Watch Out YouTube: Facebook Video Now Has Over A Billion Views A Day

facebookvideo

Facebook just released new stats revealing that their shift to take over the video sphere is working. Since June 2014, Facebook video has averaged 1 billion views a day with over 65% of the views worldwide happening on mobile. In just one year the number of video posts per person has increased 75% globally and 94% in the US.

Facebook is still behind YouTube in traffic – but is quickly catching up. The most recent daily view count YouTube has released (from 2 years ago) is 4 billion daily views. Have they not released new numbers because that number has fallen? YouTube currently boasts over 1 billion unique viewers each month. Contrast that, though, with Facebook’s 1.35 billion monthly users. Granted every YouTube user is viewing a video and every Facebook user may not be. But if Facebook has anything to say about that, they soon will be. Every single one of them.

Facebook now displays view counts as well. It’s unclear how long an auto-play video has to be viewed to count towards an official view or if it has to be manually clicked. But many users watch auto-play videos (unclicked, and therefore without sound) within their newsfeed until the end. Facebook encourages advertisers and brands to create videos that are just as informative and entertaining without sound.
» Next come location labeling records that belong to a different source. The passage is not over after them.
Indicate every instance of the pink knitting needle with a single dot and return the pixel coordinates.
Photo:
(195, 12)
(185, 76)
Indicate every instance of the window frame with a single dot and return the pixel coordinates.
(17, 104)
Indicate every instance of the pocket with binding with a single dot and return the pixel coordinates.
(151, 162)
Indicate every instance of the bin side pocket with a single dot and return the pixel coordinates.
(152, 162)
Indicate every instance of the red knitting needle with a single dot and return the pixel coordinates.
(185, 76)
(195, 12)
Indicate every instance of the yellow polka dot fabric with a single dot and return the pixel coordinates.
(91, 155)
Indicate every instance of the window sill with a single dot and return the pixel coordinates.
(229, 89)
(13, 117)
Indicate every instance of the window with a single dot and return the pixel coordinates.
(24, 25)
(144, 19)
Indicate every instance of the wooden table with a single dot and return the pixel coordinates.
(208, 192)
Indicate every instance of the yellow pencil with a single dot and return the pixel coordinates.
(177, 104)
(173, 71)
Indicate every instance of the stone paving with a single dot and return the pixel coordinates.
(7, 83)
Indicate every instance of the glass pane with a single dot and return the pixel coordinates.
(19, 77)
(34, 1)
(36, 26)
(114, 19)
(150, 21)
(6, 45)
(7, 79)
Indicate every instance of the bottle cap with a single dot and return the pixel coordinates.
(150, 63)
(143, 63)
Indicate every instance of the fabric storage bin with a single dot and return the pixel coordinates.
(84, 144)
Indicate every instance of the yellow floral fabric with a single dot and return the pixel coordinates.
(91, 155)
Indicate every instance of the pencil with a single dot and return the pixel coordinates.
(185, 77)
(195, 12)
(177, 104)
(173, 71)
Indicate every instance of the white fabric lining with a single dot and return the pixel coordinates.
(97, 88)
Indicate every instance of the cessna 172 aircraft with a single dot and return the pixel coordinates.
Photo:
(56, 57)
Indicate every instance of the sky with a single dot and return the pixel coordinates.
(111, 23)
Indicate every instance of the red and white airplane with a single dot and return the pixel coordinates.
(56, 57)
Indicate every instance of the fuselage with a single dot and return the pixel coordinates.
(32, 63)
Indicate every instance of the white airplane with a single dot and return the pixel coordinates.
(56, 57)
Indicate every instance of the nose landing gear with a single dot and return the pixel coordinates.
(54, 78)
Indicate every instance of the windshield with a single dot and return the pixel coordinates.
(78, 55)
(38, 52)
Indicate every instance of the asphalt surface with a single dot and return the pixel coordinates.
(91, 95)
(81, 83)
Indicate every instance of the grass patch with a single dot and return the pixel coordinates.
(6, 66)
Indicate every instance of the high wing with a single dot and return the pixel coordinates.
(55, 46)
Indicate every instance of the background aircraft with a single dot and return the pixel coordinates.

What does this mean for musicians? Well, Facebook posted this advice on its blog today:

“The most important thing to remember when creating video for Facebook is that it will be a part of News Feed. As a creator, you should be conscious that people will discover your video in News Feed next to a photo from a friend or a status update from a relative. Your video needs to fit in, and it needs to be something that your audience will want to watch and share.

 

With the launch of auto-play and the surge in mobile use, it’s also important to focus on posting videos that grab people from the first frame of video. Shorter, timely video content tends to do well in News Feed. Keep in mind that auto-play videos play silently in News Feed until someone taps to hear sound, so videos that catch people’s attention even without sound often find success.”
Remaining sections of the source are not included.